Catalyze has its own 300MW pipeline of C&I projects in the development pipeline and now hopes the new software platform can help accelerate and scale up the adoption of energy storage by C&I customers. The company is backed by investment groups Yorktown Partners and EnCap Investments, the latter currently led by former First Solar CEO Jim Hughes.
“With their experience in delivering solar-plus-storage solutions, their technology platform, and substantial financial backing, the Catalyze team has all the elements required to become the leader in what is currently a highly-fragmented market that is ripe for roll-ups and consolidation,” Hughes said.
Catalyze is using the software platform to identify, evaluate and manage projects through their lifecycle from origination onwards. The company has already acquired more than 37MW of large distributed generation solar-plus-storage projects in multiple territories and is now on a wave of acquisitions of companies that can bolster its capabilities.
Catalyze hopes that using the software platform will help it to bring to the C&I sector the success the utility-scale solar sector has had in achieving efficiencies.

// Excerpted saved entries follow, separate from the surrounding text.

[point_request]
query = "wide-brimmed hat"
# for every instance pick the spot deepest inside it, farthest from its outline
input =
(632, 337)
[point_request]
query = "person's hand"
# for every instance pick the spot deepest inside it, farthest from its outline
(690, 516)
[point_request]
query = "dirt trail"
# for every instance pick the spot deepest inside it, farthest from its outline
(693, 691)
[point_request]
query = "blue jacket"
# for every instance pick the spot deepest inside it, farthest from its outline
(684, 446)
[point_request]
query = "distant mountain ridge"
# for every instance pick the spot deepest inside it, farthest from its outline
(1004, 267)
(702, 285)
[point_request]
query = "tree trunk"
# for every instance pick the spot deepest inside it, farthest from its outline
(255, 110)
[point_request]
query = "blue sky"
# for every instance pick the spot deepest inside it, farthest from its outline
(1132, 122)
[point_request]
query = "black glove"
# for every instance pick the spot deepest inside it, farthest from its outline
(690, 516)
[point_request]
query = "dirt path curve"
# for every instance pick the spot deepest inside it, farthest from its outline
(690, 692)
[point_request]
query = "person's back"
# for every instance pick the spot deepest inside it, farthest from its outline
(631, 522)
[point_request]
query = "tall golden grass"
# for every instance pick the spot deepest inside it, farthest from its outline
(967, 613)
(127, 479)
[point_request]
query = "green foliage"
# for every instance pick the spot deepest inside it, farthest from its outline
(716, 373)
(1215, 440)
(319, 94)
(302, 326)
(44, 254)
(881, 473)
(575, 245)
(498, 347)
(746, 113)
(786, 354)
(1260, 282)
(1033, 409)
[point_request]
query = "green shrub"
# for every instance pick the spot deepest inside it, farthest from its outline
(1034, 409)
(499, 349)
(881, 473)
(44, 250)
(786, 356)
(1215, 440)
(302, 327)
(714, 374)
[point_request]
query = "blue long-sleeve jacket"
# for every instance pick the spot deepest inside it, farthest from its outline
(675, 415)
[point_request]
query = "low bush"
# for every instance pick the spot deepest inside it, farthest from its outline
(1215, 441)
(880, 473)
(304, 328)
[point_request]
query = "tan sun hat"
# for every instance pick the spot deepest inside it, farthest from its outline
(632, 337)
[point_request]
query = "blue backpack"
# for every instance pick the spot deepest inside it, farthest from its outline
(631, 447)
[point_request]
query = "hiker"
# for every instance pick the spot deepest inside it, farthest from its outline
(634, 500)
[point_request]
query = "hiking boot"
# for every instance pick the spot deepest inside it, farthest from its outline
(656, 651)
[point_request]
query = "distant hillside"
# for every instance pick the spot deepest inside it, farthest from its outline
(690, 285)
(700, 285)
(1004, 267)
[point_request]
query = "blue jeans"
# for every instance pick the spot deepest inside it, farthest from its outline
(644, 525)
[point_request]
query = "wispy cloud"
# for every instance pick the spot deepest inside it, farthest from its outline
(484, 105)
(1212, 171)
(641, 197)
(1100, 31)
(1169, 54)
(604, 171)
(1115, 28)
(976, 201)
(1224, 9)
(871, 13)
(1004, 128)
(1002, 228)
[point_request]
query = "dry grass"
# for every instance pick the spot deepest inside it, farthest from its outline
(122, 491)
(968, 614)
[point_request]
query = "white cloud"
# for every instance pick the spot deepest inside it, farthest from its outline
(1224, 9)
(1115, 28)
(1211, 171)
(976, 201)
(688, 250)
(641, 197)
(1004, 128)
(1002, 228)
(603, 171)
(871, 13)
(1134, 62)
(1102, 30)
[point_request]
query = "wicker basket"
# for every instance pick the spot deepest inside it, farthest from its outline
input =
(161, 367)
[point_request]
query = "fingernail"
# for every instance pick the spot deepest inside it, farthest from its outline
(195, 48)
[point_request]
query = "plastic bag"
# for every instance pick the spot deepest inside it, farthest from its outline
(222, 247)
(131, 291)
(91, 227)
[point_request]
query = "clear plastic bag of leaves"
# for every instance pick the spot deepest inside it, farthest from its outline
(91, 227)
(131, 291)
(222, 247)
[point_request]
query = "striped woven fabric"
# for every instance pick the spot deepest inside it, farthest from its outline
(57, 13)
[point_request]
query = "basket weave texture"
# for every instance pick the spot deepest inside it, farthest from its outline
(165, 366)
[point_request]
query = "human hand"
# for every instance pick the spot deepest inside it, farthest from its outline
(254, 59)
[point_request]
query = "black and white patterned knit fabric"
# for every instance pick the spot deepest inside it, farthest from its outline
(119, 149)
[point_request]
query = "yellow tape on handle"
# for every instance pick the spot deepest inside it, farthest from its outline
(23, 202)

The software helps streamline everything from project origination to development, construction and asset optimisation in solar and storage.
“As a company founded on the belief that technology has the power to enable efficient and substantial growth, we know that automating and standardising the origination-to-operations process is key to repeatability and scaling in the C&I sector,” Catalyze CEO Steve Luker said.
Meanwhile, Aurora Solar’s new storage feature is somewhat analogous in what it aims to do to help solar installers that sell backup. As the company pointed out, utility power shutoffs and outages are becoming more commonplace in the US, certainly in states including New York and California.
Whether caused by extreme weather, natural disaster or electricity grid and market design, more and more solar customers want backup power, Aurora Solar said. According to a survey it conducted, some 70% of installers that responded already sell energy storage in the US, while Aurora claimed its software has to date been used to design and sell around 3.5 million solar systems worldwide. Installers will be able to customise the battery back up system from individual customers’ energy consumption data by taking into account how much PV generation they have.
“We're thrilled to be able to offer installers the tools to design and sell solar and storage systems together, with the same accuracy and ease Aurora has always provided. Our new battery storage functionality will significantly reduce the time needed to design the appropriate storage backup system for the customer,” Aurora Solar co-founder Christopher Hopper said.
The software factors in how much power is going to be generated by onsite solar PV, how much of the customer’s load they want to be able to back up, how many batteries and inverters they have and how long they want to be able to back up for.